KM: When I was younger, I hated that graffiti was considered art. I can do fine art! I can paint! But I write graffiti to be bad. I write it to commit crime. And I hated the idea of people walking into these white, pristine rooms with white wine and there are tags. It was just weird. But then as you get older you realize it doesn't have to be any particular way. There are multiple identities to this and museums need it, they need to show it. All these works tell a story that many people would never see or hear if it's not put into a certain frame and presented to them in a way they can understand. And it's nice to be part of the conversation as an ageing graffiti writer — we are all going to be dead.

BS: Wait what? We are all going to die? [Laughs]


KH: What are you talking about Kunle? We are not here forever?

KM: Sorry to break it to you guys, but we are all going! What I am saying is, we don’t get much time here, and I want to do as much as I can while I am still here. It's insane to think I made a living out of something I wanted to do as a teenager, not many writers get that chance. I am happy to be part of the conversation, and it is great that after all these years we are still friends, and we are here talking to you about this.

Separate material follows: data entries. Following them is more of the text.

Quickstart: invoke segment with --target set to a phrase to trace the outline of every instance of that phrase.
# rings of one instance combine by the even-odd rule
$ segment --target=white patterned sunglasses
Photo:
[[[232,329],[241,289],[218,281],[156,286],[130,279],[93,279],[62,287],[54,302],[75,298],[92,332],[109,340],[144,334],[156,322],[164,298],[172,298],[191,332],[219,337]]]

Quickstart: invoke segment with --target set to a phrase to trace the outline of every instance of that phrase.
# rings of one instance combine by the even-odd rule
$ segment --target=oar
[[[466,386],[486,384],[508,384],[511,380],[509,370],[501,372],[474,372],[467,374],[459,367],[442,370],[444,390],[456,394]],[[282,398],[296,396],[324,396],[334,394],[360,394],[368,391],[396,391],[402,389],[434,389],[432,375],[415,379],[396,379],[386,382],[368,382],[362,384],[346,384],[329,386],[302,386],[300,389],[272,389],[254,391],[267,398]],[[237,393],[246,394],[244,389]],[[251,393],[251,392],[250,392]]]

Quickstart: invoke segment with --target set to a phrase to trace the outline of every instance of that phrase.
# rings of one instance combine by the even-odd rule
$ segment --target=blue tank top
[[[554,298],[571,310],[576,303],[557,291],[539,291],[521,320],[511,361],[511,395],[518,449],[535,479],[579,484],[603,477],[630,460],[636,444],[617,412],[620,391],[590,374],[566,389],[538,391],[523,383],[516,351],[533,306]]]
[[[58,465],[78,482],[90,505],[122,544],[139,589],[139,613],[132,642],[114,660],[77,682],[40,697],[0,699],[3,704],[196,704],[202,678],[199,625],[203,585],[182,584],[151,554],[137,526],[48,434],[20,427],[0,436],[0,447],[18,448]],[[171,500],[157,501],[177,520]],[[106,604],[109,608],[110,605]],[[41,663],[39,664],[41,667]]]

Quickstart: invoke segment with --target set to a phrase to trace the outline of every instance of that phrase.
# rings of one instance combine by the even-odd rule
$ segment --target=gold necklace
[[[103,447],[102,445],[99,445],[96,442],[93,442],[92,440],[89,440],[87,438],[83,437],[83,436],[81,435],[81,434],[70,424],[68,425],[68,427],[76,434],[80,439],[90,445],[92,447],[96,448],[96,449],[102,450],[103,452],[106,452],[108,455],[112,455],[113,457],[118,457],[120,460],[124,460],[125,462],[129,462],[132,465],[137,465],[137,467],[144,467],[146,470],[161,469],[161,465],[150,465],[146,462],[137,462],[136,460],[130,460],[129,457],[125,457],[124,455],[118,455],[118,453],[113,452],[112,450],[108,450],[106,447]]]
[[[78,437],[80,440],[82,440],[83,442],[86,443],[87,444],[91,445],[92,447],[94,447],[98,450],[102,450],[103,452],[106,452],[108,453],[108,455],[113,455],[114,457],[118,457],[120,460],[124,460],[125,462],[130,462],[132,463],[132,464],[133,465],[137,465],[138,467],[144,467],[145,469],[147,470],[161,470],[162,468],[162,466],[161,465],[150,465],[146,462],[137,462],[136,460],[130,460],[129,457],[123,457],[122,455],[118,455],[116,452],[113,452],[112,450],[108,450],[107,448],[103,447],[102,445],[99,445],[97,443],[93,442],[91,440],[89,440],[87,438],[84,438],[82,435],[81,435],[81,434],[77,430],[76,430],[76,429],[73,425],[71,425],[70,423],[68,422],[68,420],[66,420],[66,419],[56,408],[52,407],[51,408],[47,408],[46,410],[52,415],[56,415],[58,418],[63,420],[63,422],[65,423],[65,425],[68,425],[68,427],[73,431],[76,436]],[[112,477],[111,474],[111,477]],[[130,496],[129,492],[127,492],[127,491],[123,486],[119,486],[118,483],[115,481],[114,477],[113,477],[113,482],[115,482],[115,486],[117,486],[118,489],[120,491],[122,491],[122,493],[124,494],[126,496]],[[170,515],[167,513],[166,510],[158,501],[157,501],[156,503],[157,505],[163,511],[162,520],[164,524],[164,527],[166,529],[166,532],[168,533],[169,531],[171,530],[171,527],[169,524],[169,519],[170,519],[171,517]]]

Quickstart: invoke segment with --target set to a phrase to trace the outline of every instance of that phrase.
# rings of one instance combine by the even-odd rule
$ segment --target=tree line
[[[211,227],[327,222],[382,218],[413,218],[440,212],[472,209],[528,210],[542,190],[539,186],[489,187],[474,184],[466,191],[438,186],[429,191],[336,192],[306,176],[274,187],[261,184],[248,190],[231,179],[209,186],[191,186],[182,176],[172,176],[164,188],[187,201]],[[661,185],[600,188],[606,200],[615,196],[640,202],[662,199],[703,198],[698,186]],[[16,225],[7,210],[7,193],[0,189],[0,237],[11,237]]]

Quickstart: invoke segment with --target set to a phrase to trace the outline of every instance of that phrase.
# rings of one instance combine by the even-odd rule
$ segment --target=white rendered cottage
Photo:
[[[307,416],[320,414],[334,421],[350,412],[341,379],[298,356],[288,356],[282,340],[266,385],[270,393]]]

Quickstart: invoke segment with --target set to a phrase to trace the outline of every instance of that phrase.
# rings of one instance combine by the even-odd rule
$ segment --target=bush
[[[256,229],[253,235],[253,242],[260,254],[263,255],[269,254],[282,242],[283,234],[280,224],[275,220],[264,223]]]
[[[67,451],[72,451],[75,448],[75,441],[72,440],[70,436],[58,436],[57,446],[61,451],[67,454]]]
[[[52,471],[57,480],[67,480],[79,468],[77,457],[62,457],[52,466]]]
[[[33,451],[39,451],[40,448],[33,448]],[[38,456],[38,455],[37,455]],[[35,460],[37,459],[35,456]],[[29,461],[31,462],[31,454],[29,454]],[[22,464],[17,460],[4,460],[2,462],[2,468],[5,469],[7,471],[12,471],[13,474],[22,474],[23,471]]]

BS: Alluding to what Kunle is saying — there were also so many writers we looked up to who went out the hard way. They didn't have any success even though they were the very best, and they literally gave their lives to it. With us, it's a mix of it all, a little bit of luck, timing. It's not like we were the best or we invented anything here. There are people who literally brought this to life out of thin air, and they didn't get to be put in to a museum. No one knows their story, their names. The legacy of graffiti is this massive thing. At the end of the day you need to acknowledge those people but also recognize that somehow, some of us were put in a position where museums, galleries, and brands just prefer to engage with us more. It's great to be put in a position to tell a story and to be heard, but then when you are in museums or galleries or whatever you do, you just try to have a conversation around it that's broader than you, as this whole thing is way larger than just us.

KH: The appeal of something is super subjective. I feel that with Irak, and why even I got so hooked up on it, is the lifestyle itself. It was not necessarily about the graffiti — it was about everything else that happened around it. The lives you guys were leading, and how hard you were going.

BS: Yes, I think lot of people that were into what we were doing saw this as sex, drugs, and rock & roll. We were also so diverse we could cater to any taste really, and that's cool. We used it to our advantage.

KM: Also, the deaths. For us it was really real. We felt it every bit but for people outside of our crew reading and tapping into what was happening and how, stories as such were sensational, it added to the myth.

KH: I think what's also crucial here is the documentation of everything. If we look at all the Polaroids from Dash or images that Ryan took. All of a sudden, through all these photographs or videos, things became real. It was not just a story anymore that could or could not be real, now it was all there for everyone to see.

BS: Yes! I am glad you said that, because that is a better point and has more truth to it. The fact that our thing was happening at the birth of this modern media, and we were documenting it and having all these images and videos, changed the whole landscape of graffiti, the culture around it, and us as a crew. Before, there were magazines covering graffiti, but everyone's reference point was subway art and style wars. It's not like we were the only people, but in our era, we were so diverse as a crew. We had Ryan who doesn't even write at all but he takes all these images of us, brings a whole new layer to this thing. It's like you said, not just something you heard, now there were all these things actually showing you exactly how it was, what we were doing and how we were doing it.

KM: It was both — first Ryan or Dash or whoever it was wanted to take our picture, but we were also down to be photographed, and take our shirt off and just do all the stupid shit. It was very reciprocal how the whole thing operated and what we were all getting out of this. Every single element was needed for us to be here right now and still talk about this all these years later!